L’un des « grands moments » de ce fameux procès de la bêtise crasse, a été l’intervention du philosophe Bernard-Henri Levy, qui est venu à la barre, en tant que témoin, pour apporter des arguments à la partie civile en faveur de la thèse du crime raciste. Parfaitement étranger aux différents protagonistes du dossier, il est venu donner un cours d’anti-racisme à la barre de la Cour d’Assises du Rhône. C’est ce moment rare que Benoît Gadrey a pu capter dans son documentaire « Au cœur des Assises », qui a été diffusé au début du mois de mars, en épisodes, dans le journal de la mi-journée de France 2. C’est dans le troisième épisode du « Feuilleton » comme le nomme la chaîne publique, que l’on peut voir BHL faire son show.
Comme le précise le journaliste, la présence de Bernard-Henri Levy trouve son origine dans une chronique signée par le philosophe dans Le Point, juste après les faits, dans laquelle il mettait en parallèle le meurtre d’Ilan Halimi et celui de Chaïb Zéhaf, et dénonçait les mobiles racistes de ces deux crimes.
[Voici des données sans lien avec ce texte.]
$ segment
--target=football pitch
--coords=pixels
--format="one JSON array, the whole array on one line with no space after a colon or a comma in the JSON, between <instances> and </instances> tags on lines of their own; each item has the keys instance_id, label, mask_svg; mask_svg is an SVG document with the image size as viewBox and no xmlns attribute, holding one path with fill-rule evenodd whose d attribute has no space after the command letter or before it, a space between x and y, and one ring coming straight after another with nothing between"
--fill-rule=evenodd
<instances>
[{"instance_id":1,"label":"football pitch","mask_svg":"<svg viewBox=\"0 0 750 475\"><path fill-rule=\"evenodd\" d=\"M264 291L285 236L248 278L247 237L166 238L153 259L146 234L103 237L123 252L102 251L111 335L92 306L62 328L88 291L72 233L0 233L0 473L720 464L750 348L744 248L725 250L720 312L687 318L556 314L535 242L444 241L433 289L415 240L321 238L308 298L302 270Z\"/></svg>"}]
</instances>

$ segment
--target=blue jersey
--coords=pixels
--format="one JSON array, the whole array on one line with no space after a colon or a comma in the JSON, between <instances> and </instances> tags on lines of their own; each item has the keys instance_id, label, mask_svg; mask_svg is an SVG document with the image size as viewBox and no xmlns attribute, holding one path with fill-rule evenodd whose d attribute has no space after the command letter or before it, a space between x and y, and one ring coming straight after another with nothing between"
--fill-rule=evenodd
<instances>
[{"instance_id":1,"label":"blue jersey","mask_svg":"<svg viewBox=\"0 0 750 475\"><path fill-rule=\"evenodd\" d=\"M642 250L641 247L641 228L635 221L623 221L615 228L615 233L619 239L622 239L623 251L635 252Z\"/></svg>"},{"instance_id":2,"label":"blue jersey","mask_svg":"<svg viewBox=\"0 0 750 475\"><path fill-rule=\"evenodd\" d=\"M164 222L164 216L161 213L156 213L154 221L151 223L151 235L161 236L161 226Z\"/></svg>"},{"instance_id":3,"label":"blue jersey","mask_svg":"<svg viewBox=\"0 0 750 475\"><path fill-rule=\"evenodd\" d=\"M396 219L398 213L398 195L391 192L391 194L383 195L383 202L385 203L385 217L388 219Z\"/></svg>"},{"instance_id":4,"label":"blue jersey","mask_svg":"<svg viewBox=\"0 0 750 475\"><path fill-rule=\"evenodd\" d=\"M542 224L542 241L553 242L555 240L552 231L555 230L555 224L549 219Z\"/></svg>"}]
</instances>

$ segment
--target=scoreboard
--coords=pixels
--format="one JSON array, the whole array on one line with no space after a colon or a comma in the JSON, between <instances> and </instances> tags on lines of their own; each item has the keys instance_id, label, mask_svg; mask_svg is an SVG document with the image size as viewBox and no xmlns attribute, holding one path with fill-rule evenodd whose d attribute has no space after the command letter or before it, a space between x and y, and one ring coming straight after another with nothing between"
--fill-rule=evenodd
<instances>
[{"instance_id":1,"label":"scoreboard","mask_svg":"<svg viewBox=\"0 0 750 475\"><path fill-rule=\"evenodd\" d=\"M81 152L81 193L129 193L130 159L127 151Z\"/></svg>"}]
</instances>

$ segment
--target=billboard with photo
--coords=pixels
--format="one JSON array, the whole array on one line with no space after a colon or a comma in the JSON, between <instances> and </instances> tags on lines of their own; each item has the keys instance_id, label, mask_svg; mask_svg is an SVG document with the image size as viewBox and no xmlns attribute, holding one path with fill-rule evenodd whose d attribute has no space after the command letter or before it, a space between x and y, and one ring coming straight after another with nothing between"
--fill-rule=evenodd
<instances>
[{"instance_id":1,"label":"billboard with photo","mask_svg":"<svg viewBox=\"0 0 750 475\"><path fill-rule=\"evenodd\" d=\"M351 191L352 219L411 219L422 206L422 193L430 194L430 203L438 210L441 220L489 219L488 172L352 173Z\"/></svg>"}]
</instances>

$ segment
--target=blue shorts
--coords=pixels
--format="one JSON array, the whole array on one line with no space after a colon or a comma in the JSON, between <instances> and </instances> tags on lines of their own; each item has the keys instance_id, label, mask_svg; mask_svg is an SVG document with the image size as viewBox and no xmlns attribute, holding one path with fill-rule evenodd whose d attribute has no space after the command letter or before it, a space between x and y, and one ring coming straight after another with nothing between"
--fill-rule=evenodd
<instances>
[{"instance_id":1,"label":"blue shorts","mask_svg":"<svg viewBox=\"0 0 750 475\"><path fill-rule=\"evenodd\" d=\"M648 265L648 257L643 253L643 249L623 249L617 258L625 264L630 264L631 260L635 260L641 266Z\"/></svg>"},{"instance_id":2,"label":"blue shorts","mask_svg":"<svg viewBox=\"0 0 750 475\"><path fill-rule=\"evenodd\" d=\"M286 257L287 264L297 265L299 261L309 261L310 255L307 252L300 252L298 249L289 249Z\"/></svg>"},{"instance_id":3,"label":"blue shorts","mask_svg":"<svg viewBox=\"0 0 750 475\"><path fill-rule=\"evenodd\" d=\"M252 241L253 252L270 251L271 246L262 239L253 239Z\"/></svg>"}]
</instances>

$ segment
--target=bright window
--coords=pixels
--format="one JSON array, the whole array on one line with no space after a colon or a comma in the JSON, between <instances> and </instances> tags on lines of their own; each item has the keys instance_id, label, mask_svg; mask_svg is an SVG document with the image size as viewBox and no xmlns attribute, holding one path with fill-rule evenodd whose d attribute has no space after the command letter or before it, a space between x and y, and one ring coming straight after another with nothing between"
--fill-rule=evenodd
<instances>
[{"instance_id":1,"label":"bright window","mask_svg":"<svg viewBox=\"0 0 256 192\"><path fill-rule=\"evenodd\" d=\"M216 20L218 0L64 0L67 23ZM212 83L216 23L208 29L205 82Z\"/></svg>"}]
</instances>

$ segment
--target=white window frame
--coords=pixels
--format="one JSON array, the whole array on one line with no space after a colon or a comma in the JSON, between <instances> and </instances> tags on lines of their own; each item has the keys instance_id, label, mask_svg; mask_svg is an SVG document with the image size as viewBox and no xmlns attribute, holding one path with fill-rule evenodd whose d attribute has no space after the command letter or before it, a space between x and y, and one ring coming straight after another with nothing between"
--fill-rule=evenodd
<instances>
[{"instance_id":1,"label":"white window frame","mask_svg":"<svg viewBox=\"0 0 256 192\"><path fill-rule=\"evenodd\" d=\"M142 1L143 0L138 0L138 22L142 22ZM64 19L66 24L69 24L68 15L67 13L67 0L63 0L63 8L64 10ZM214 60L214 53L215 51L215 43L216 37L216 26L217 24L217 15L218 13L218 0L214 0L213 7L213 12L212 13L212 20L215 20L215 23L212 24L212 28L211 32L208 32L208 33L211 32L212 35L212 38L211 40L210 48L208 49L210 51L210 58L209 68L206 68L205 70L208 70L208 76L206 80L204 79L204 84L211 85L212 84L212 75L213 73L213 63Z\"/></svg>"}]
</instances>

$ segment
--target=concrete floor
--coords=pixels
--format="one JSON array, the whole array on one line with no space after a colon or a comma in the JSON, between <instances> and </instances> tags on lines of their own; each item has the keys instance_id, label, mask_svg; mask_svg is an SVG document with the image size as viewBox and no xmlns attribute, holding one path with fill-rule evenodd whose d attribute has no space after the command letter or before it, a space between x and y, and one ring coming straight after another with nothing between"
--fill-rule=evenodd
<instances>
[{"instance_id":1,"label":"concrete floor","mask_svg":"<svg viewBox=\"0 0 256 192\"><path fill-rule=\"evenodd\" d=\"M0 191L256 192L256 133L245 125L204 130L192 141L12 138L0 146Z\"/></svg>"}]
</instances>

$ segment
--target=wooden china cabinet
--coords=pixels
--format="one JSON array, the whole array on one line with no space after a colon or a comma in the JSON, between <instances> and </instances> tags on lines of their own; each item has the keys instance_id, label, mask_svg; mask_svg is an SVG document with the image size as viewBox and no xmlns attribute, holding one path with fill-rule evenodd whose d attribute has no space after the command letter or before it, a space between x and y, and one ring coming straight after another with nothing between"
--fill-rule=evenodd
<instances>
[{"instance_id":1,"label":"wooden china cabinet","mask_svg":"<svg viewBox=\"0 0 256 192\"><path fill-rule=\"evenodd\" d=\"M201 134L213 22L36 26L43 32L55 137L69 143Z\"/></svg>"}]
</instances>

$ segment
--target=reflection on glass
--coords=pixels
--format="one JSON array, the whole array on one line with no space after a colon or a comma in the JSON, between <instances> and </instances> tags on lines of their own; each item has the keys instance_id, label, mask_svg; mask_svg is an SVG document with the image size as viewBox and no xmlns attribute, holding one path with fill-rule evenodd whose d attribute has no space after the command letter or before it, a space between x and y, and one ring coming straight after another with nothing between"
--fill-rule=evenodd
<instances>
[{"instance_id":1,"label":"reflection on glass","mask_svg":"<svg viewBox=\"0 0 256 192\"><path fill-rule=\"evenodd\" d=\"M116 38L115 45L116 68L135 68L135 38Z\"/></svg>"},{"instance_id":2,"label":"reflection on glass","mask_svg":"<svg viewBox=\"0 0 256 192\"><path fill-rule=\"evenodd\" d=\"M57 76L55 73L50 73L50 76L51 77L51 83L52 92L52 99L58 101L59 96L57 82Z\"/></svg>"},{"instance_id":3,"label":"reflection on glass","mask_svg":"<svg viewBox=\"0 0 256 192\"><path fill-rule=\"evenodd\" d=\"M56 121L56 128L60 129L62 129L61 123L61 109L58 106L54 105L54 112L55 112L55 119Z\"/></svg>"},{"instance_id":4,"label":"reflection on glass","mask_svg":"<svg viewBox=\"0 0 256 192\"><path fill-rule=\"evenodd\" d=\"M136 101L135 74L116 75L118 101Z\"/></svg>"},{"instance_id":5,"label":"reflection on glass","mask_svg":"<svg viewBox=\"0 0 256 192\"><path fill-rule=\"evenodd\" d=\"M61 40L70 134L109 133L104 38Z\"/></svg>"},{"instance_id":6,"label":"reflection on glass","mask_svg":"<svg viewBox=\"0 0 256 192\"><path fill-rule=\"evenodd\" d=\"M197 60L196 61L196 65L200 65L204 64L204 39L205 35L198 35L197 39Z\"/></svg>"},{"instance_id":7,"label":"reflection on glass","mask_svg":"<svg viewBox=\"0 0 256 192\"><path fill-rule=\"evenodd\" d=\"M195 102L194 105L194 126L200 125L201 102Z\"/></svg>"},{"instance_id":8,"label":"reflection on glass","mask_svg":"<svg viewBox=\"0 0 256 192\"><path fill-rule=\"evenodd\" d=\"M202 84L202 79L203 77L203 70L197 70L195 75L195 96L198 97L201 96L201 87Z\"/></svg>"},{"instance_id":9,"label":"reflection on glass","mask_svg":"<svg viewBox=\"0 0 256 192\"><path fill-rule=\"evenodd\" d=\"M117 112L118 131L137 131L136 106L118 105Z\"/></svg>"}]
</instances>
Dans cette chronique titrée « Un exemple de solidarité des ébranlés », BHL soulignait même que l’indignation publique consécutive au meurtre de Chaïb devait beaucoup aux associations juives : « Le fait (…) de voir des jeunes responsables d’associations juives, voire sionistes, prendre la tête d’un rassemblement où l’on pleure un musulman dont tout indique que, sans eux et sans leur démarche, la mort serait passée aux pertes et profits de ce que l’on appelle pudiquement un « fait divers », est un indice de bonne santé démocratique, citoyenne, lévinassienne, que devraient urgemment méditer ceux qui s’émeuvent, ou feignent de s’émouvoir, des risques de « repli communautaire » au sein du judaïsme français. » Une belle occasion pour BHL, au passage, de défendre le « judaïsme français » et ce concept étrange – et goalé comme une allumette – de « bonne santé lévinassienne »…
Plein de sollicitude à l’égard de la mère de Chaïb, BHL n’hésite pas à lui poser amicalement la main sur l’épaule et lui glisser avec des trémolos dans la voix : « J’aurais vraiment aimé vous rencontrer dans d’autres circonstances… » Oui, évidemment. On se doute que BHL aurait certainement pu fraterniser avec la mère de Chaïb. Aller bouffer le méchoui en famille dans une tour sinistre la banlieue lyonnaise. Communier dans la prière. Parler gastronomie halal. Faire le marché à Oullins, et partager la figue et le citron.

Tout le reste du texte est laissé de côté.